He asked me what I was stressed about, so I told him that I was starting school soon.
"Ahh, at NYU," he said. "That will cost you a lot of money."
Exactly the source of my angst, I explained. He was under the impression that I was rich or had a scholarship. I told him that a) I wasn't and b) I didn't have one. Saayid almost lost control of the wheel from surprise.
"You're spending all that money on an education in Social Work?"
Please, Saayid. Don't make it worse.
For the rest of the ride up, the driver quite literally questioned my intentions in regards to my social work education. I didn't immediately have answers for all his questions and suddenly, I found myself doubting my new career choice. Was this the right decision? Do I really care about people more than I care about myself? Did Saayid have something here?
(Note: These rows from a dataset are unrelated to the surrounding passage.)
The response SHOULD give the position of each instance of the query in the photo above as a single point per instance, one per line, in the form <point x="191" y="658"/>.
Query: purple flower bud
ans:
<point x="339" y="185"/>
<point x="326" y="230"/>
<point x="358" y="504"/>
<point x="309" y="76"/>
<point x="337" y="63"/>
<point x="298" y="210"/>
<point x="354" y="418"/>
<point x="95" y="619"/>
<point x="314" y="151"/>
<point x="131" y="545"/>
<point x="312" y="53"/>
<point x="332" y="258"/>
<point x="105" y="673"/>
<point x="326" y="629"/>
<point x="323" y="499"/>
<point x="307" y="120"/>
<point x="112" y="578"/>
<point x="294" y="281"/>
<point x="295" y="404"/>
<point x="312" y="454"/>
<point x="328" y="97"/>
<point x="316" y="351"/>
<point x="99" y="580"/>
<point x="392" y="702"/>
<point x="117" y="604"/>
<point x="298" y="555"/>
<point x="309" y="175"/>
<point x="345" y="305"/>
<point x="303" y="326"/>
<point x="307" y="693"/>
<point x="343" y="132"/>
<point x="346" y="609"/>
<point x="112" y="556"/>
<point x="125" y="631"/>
I explained to my metered friend that I needed to do something perhaps more meaningful and this seemed like one of the many righteous paths. And yeah, maybe he did have a point. Maybe, just maybe, that I am another self-centered, self-involved New Yorker with a decent apartment and a more-than-decent life. Perhaps this was my sub-conscious kicking me in the direction of the less-fortunate, reminding me that not everyone has it so good. Be more appreciative, my sub-conscious said. I will, I said back, I will.
We talked more and more. I further explained myself for the rest of the ride and therein justified myself to Saayid successfully. After all his questions and challenges, he was finally satisfied. He quite "literally" wished me all the luck in the world and blessed me.
"May you live a fulfilling life, my friend. You deserve it."
I thanked him and told him I needed his blessings and luck.
Saayid pulled up to the corner and thanked me for my time. Our trip together was over but my journey was just beginning.